Despite headwinds in the advertising market, Roku’s user base continues to grow. In the third quarter, active accounts grew 16% year-over-year to 65.4 million, and hours streamed increased 21% to 21.9 billion. Additionally, the time people spent watching The Roku Channel nearly doubled year-over-year in the last quarter.

The connected TV market also appears to be at a tipping point disney+ and netflix both are launching their own ad-based levels. This should be a long-term revenue driver for Roku, as it typically takes 30% of ad inventory from streaming services on its platform.

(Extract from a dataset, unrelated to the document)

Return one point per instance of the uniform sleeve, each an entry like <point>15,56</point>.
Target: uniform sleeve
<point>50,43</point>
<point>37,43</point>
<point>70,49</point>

Based on earnings per share of $1.71 in 2021, Roku is trading at a price-to-earnings ratio of just 31. The company won’t return to that level of profitability for some time, but it’s more than capable of doing so over time, especially since it arguably wastes resources on questionable things like smart home devices and even The Roku Channel, making it a direct competitor to its streaming partners.

Roku has a powerful position in the fast-growing connected TV advertising market, and that should pay off when ad spend rebounds again in the next bull market. With Roku’s market cap at under $8 billion, the stock looks like a steal.

Randi Zuckerberg, former director of market development and spokesperson for Facebook and sister of Meta Platforms CEO Mark Zuckerberg, is a board member of The Motley Fool. Suzanne Frey, an executive at Alphabet, is a board member of The Motley Fool. Jeremy Bowman holds positions at Airbnb, Inc., Meta Platforms, Inc., Netflix, Roku, and Walt Disney. The Motley Fool owns and recommends Airbnb, Inc., Alphabet (A shares), Alphabet (C shares), Meta Platforms, Inc., Netflix, Roku and Walt Disney. The Motley Fool recommends the following options: January 2024 long calls at $145 on Walt Disney and January 2024 short calls at $155 on Walt Disney. The Motley Fool has a disclosure policy.